Follow the 4 steps below to configure the bonding interface:
1. configure bonding driver, as well as the bonding mode and parameters using the configuration file /etc/modprobe.conf.
# grep bond0 /etc/modprobe.conf alias bond0 bonding options bond0 mode=1 miimon=100
2. configure the save interfaces of the bond using the respective network scripts.
# cat /etc/sysconfig/network-scripts/ifcfg-eth1 DEVICE=eth1 BOOTPROTO=none ONBOOT=yes MASTER=bond0 SLAVE=yes
# cat /etc/sysconfig/network-scripts/ifcfg-eth2 DEVICE=eth2 BOOTPROTO=none ONBOOT=yes MASTER=bond0 SLAVE=yes
3. configure bonding interface using the network script file /etc/sysconfig/network-scripts/ifcfg-bond0.
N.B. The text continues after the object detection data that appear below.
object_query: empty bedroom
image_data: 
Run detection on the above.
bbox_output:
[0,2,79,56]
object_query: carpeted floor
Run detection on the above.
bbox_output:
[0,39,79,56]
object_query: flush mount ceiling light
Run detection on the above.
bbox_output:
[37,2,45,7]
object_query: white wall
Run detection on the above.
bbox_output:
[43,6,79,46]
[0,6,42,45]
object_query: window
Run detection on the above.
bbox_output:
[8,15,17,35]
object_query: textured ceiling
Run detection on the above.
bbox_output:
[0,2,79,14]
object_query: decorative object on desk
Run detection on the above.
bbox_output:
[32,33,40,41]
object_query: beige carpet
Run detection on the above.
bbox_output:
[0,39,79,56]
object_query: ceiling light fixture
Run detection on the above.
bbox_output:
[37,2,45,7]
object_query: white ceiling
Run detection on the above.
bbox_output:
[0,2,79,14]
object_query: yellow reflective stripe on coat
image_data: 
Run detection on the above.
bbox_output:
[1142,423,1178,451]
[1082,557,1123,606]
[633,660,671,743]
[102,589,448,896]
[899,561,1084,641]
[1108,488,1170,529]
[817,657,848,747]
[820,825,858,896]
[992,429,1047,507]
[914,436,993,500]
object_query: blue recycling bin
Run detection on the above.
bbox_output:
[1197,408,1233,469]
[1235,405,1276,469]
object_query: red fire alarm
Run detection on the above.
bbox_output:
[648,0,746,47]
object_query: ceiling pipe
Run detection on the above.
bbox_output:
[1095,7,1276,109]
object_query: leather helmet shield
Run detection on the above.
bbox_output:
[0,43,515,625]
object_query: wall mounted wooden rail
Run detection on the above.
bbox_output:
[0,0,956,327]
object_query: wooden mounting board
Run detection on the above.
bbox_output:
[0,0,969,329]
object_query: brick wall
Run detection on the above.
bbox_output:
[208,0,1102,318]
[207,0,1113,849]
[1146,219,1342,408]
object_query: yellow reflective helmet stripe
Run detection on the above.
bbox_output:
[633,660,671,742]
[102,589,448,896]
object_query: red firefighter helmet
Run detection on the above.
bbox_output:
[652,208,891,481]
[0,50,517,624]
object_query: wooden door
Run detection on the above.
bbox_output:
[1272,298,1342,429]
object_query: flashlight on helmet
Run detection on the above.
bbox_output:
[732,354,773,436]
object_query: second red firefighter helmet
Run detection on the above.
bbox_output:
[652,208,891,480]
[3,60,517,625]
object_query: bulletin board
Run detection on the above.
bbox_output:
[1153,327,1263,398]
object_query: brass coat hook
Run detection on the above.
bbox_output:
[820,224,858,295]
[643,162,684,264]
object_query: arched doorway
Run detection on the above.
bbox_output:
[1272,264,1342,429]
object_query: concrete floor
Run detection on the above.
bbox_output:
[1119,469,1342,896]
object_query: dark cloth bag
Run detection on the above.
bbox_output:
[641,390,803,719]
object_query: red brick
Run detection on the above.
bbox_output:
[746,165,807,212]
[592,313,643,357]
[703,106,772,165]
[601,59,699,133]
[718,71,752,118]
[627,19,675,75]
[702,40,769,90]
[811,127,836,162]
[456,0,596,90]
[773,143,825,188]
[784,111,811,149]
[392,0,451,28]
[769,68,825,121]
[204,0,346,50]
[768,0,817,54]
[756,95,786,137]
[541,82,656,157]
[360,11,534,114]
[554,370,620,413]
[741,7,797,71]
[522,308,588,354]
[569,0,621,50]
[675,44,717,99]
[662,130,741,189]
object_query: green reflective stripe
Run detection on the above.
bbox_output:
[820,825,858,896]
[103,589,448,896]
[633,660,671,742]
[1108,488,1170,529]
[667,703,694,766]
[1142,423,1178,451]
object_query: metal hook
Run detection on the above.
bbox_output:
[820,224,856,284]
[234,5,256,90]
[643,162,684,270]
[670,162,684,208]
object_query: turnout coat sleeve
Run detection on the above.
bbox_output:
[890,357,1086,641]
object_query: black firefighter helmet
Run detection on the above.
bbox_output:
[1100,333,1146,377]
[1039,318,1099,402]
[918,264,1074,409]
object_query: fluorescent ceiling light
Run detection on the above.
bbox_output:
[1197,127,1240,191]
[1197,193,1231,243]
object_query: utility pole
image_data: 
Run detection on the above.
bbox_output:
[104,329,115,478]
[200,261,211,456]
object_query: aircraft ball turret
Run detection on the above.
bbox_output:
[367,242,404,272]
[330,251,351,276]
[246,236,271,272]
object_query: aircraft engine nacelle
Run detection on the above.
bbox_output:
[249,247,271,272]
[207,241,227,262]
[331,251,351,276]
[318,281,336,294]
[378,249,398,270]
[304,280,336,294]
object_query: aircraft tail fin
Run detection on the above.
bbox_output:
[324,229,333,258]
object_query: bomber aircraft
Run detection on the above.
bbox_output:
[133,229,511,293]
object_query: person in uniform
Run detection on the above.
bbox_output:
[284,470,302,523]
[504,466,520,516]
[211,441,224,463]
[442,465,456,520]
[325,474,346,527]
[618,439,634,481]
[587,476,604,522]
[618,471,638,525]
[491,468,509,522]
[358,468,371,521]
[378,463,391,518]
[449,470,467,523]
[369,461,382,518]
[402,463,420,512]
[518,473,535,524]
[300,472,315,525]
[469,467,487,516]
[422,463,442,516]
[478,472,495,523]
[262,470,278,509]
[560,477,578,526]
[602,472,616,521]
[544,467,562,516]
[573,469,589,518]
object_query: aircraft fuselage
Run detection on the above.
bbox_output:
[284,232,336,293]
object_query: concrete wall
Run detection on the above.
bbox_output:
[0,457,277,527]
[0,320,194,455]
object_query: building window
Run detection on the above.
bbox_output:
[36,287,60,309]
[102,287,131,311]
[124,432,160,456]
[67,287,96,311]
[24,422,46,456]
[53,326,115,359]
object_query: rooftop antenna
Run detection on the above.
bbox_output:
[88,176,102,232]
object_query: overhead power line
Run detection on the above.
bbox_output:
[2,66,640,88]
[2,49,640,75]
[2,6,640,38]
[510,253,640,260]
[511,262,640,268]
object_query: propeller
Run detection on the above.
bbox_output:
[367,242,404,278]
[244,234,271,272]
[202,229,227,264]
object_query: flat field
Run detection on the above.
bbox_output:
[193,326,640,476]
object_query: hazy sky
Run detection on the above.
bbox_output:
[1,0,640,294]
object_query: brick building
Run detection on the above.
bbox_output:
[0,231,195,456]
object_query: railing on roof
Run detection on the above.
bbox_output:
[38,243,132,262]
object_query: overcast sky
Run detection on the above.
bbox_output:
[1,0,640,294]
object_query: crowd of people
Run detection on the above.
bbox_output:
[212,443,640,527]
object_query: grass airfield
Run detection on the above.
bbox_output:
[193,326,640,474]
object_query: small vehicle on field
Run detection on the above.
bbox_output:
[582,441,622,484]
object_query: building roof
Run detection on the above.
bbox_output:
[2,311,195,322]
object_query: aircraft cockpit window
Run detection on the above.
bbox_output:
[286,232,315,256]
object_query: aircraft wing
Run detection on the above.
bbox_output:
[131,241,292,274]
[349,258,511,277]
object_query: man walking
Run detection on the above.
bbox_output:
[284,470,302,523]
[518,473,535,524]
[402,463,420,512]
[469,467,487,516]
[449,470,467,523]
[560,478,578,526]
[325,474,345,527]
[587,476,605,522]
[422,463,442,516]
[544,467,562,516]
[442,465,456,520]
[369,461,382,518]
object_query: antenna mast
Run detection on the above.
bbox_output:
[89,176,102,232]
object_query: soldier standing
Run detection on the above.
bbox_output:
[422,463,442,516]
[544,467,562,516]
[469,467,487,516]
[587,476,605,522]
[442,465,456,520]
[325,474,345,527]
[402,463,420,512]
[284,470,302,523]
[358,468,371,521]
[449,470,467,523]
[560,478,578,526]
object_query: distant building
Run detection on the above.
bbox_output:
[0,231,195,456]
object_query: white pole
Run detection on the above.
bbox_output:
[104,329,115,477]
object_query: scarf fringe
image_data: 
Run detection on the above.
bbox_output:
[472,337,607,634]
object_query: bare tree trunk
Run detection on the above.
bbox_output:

# cat /etc/sysconfig/network-scripts/ifcfg-bond0 DEVICE=bond0 MASTER=yes BOOTPROTO=dhcp ONBOOT=yes
4. activate bonding interface once you have completed all the above steps.
# ifup bond0
Please be very careful the bonding parameter settings on CentOS4/RHEL 4 is different than that on CentOS/RHEL 5. The “BONDING_OPTS” in ifcfg-XXX is not supported on CentOS/RHEL 4 system. For RHEL/CentOS 4 systems, the bonding parameters should always be set in /etc/modprobe.conf.
Note: For multiple bonding interfaces on CentOS/RHEL 4, “max_bonds” parameter should be used for those with same mode, and multiple driver instances should be used for those with different mode.